Embed Size (px)
DESCRIPTION
Windows Administration. Active Directory Domain Services. Borislav Varadinov. Telerik Software Academy. academy.telerik.com. System Administrator. [email protected]. Table of Contents. Domains and Forests Objects Sites and Replication Operation Masters. Active Directory - PowerPoint PPT Presentation
Citation preview
Windows Administration
Active Directory Domain Services
Borislav Varadinov
Telerik Software Academy
academy.telerik.com
System [email protected]
Table of Contents Domains and Forests Objects Sites and Replication Operation Masters
2
3
Active Directory Domains and Forests
What is a Domain Controller?
Manages the Active Directory Objects and Database
Responds to security authentication requests
Replicates information from other domain controllers
Provides information for various network resources
Can be Writable or Read Only
4
User PassJohn P@sswOrdJane 12345
AD DB
OBJECT
What is a Domain?
5
ADDB
ADDB
ADDB
Boundary of Replication Boundary of Administration Boundary of DNS Namespace
Replication
MyCorporation.local
What is a Forest?
All Domains in a Forest share: Schema Configuration Global Catalog
The forest is also considered as a security boundary 6
BeraXo.local
USA.BeraXo.local
BeraXoConsultancy.org
Schema Attributes
Username Description Location
Classes User Computer Contact
7
Username
Password
Address
User
Contact
Name
Naming Contexts and Partitions Schema
Definitions of object classes and attributes Replicated to all DCs in the forest
Configuration AD Structure (domains, sites, etc.) Replicated to all DCs in the forest
Domain Domain specific objects (users, groups,
computers, and OUs) Replicated to all DCs in a domain
Application Partitions8
Global Catalog Partial Replica of all Objects
in the Forest Configurable subset of Attributes Fast Forest-wide searches Required at Logon for Universal
Group Membership Win2k3 – Universal Group Caching
9
Trusts
10
BeraXo.local
USA.BeraXo.local
PartnerCorp.local
External or Forest
Provides access to resources located on a domain in a separate forest
Trust options Direction Transitivity
Child
TypeParent/ChildExternalForestShortcutRealm
Active Directory and DNS
The DNS Service is an essential part of Active Directory Active Directory cannot work
without DNS Service (Even on a single server)
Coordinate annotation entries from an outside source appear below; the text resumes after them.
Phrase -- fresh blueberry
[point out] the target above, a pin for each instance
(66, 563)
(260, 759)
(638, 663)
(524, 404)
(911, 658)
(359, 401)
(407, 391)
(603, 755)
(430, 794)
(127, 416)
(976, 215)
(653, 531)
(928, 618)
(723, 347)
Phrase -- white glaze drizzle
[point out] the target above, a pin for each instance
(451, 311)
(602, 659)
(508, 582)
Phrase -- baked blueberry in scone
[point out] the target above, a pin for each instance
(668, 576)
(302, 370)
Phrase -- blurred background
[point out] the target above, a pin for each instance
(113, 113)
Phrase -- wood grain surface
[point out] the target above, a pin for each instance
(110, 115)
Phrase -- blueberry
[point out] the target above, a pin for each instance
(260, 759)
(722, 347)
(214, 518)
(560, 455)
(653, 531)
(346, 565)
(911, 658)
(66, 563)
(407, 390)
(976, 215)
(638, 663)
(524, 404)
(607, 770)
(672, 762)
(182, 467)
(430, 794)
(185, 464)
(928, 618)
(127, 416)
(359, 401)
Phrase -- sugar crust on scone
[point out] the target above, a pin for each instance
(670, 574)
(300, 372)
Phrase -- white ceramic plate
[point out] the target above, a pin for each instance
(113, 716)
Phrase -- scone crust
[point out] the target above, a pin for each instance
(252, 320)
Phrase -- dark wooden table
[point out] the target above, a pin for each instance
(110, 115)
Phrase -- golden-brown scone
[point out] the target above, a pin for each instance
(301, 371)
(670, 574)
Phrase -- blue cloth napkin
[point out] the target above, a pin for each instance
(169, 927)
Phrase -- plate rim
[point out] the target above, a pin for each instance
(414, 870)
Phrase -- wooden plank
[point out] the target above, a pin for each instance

Active Directory and DNS share identical domain name
Domain Controller locator process rely on DNS
DNS Service can store its data in Active Directory 11
Active Directory Integrated DNS Zone
SRV Records to locate services LDAP Kerberos Other
Active Directory-integrated DNS DDNS for Dynamic Update Single replication topology Multi-master replication Secure Dynamic update
12
Protocols and Technologies
LDAP Kerberos NTLM RPC DNS
13
DSA
LDAP
NTLM KerberosDNS
RPC
Replication
Windows OS
Extensible Storage Engine
Active Directory Objects
Domain Users
15
John
Domain Groups Type
Security Distribution
Scope Domain Local Global Universal
16
HR Department
John Bill Kelly
Domain Computers
17
Organizational Units Containers within
Domains Organizes users,
groups and other objects
Represents departments or geographic regions
Main uses: Organization Delegation Policies
18
Users
SalesIT
Domain Security Principles Users
Groups Computers Built-in Security Groups
Administrators Backup Operators Users Power Users Print Operators
19
Active Directory Sites and Replication
Active Directory Sites What is a Site?
A set of well-connected IP subnets Site Usage
Locating Services Replication Group Policy Application
Sites are connected with Site Links Connects two or more sites
21
Site Usage (Location Services)
22
Site Usage (Replication)
23
Multi-Master Replication
Conflict resolution Operation Masters
24
Operation Master
Operation Master What is an Operation Master? Why we need Operation Masters?
26
Operation Masters Forest-Wide
Schema Master Domain Naming Master
Domain-Wide Primary Domain Controller (PDC) Relative Identifier (RID) Infrastructure Master
27
Schema Master Performs updates to schema Sends updates to all DCs One per forest Default is the first DC installed
28
Domain Naming Master Performs add/remove of domains and cross-references to external DS
One per forest Default is the first DC installed
29
Install Active Directory Dcpromo DNS Management Tools
30
форум програмиране, форум уеб дизайнкурсове и уроци по програмиране, уеб дизайн – безплатно
програмиране за деца – безплатни курсове и уроцибезплатен SEO курс - оптимизация за търсачки
уроци по уеб дизайн, HTML, CSS, JavaScript, Photoshop
уроци по програмиране и уеб дизайн за ученициASP.NET MVC курс – HTML, SQL, C#, .NET, ASP.NET MVC
безплатен курс "Разработка на софтуер в cloud среда"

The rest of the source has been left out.